Выпростав ноги из пледа, я сажусь, отыскиваю в полумраке ламповый шнур с кнопкой выключателя и зажигаю свет. На часах — без четверти пять утра, время беспробудно спать и видеть второй, третий, четвертый сон — как кому повезет. Мне повезло — на один, но зато какой! Я закрываю глаза и усилием воли приманиваю к себе недавнее видение, но увы… Мартышкин труд, иначе не скажешь.
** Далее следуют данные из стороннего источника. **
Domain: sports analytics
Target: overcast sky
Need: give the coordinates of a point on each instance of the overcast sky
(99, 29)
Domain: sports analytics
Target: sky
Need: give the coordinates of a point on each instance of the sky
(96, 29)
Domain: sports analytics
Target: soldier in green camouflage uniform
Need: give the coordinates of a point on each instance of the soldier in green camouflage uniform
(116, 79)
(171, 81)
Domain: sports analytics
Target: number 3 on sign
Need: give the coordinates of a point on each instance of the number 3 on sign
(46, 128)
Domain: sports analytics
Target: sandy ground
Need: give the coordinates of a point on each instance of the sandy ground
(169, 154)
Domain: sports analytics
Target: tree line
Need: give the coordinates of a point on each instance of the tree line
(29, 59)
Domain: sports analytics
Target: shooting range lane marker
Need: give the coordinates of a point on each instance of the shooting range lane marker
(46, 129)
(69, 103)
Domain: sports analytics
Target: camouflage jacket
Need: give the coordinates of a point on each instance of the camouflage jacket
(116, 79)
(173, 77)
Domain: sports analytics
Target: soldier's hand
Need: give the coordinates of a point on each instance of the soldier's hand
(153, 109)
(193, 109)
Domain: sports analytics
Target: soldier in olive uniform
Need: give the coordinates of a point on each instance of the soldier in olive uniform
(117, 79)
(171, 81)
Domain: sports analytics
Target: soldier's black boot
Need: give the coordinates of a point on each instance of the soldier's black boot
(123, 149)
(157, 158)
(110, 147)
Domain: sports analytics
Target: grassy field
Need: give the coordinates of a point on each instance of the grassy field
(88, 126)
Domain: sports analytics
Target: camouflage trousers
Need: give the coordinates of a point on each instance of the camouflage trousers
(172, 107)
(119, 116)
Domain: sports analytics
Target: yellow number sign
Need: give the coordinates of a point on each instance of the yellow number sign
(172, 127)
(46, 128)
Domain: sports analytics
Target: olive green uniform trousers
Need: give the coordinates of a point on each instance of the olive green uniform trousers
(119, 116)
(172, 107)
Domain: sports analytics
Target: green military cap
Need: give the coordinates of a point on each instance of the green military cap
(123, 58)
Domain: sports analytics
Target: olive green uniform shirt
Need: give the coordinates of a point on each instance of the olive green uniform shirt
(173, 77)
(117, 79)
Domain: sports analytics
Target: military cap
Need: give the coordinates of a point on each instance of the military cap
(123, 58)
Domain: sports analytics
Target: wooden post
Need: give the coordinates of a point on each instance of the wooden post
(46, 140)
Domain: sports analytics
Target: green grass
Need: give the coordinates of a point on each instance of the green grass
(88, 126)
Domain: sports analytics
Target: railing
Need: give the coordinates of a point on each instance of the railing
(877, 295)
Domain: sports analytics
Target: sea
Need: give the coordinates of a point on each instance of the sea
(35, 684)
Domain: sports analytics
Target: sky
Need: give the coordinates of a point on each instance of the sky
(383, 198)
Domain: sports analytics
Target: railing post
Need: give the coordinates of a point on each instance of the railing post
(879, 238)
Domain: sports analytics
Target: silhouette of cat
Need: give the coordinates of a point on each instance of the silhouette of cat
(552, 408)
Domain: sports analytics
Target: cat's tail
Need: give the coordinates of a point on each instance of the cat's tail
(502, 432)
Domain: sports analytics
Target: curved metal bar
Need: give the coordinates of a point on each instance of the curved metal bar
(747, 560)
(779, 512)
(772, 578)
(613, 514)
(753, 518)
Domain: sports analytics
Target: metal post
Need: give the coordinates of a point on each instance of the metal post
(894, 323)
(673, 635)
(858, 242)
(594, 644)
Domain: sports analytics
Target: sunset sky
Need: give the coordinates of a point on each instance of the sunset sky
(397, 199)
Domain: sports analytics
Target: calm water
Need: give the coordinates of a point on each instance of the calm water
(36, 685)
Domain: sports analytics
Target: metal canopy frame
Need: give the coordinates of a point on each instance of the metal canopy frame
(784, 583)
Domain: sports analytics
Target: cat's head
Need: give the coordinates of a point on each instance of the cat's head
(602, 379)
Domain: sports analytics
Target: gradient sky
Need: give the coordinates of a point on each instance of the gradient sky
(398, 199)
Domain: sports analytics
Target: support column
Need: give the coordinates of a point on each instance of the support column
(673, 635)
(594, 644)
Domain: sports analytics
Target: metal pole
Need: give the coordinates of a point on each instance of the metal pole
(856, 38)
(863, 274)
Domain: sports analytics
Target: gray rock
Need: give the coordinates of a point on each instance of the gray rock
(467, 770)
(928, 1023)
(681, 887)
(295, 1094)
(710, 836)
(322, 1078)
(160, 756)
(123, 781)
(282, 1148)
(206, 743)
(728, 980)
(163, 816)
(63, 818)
Последнее время я только и делаю, что пытаюсь вернуть то одно, то другое. Вероятно, так поступает человек, у которого все в прошлом. Черт подери, какое прискорбное подведение итогов!
Я встаю, нашариваю шлепанцы и пускаюсь в путь по темному дому. Ну уж нет, да здравствует свет! Пусть горят люстры под потолком, бра на стенах, настольная лампа у меня в кабинете! Праздник еще не закончился, поезд недвижно стоит на полустанке! Да здравствует мгновение, в котором я теперь обитаю!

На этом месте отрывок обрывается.